When Spirit Airlines launched the Free Spirit program it included an opportunity to name a plane with enough points-earning. I don’t think anyone ever earned enough points (perhaps they all expired, with Spirit’s 90 day inactivity rule).
Years ago there was talk of Virgin America naming a plane for Flyertalk, or letting Flyertalk’s online community members name a plane, but that never materialized.
Although Flyertalk member had a Boeing 747 named for him when he crossed 10 million miles flown on United.
Now Thomson Airways – the world’s largest charter airline – is offering the opportunity for you to choose the name of a 787.
The thing is they aren’t actually going to let go of the decision.
Our panel of travel experts will pick the winner from the 5 entries with the most votes.
Crowdsourcing names has an illustrious history. When the accounting and consulting divisions of Arthur Anderson were being split apart, the consulting folks thought they were getting the short end of the stick losing the brand name. But then, Enron.

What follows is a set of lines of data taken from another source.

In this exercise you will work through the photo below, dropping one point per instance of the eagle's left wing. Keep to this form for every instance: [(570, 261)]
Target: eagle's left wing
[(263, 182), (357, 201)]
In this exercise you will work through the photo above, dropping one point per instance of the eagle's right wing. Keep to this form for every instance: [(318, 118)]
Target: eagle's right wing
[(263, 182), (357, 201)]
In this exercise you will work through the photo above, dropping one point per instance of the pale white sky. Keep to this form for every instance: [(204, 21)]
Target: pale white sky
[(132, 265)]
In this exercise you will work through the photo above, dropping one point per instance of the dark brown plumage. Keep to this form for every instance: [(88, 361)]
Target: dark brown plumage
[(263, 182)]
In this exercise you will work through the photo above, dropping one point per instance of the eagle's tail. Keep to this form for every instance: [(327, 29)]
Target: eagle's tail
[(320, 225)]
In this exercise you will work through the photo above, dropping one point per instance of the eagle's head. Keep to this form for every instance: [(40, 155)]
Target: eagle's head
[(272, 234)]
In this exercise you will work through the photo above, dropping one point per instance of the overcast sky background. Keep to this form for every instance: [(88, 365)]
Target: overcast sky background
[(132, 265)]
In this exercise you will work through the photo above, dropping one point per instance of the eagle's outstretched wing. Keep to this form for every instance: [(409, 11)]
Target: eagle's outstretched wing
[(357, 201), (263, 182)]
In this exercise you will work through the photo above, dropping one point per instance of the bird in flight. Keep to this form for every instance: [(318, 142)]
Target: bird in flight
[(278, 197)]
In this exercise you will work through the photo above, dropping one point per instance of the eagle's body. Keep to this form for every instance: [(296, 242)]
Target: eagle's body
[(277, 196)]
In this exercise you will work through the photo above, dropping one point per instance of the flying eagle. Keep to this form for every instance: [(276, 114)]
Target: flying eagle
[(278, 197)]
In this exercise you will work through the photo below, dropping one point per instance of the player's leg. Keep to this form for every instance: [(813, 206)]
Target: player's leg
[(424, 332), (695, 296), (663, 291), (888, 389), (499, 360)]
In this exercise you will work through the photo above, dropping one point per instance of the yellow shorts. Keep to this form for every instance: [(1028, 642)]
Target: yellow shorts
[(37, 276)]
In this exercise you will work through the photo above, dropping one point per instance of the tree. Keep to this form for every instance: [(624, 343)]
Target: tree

Arthur Anderson employees were offered the chance to name the new firm with the winner receiving a trip to Australia. The Australia office complained though, so the rules were modified to say that if the contest were won by someone in that office the prize would be a trip to the U.S. If memory serves, Accenture was picked by someone in New Zealand. Oops.
Back in 2004 I won 60,000 Starwood points for naming Sheraton’s check-in kiosk. Those never quite took off the way airline kiosks did, however.
I was 1099’d by Starwood for the prize, but at only 1.5 cents per Starpoint. That’s the only time I’ve seen a reasonable value estimate on a 1099 for miles or points.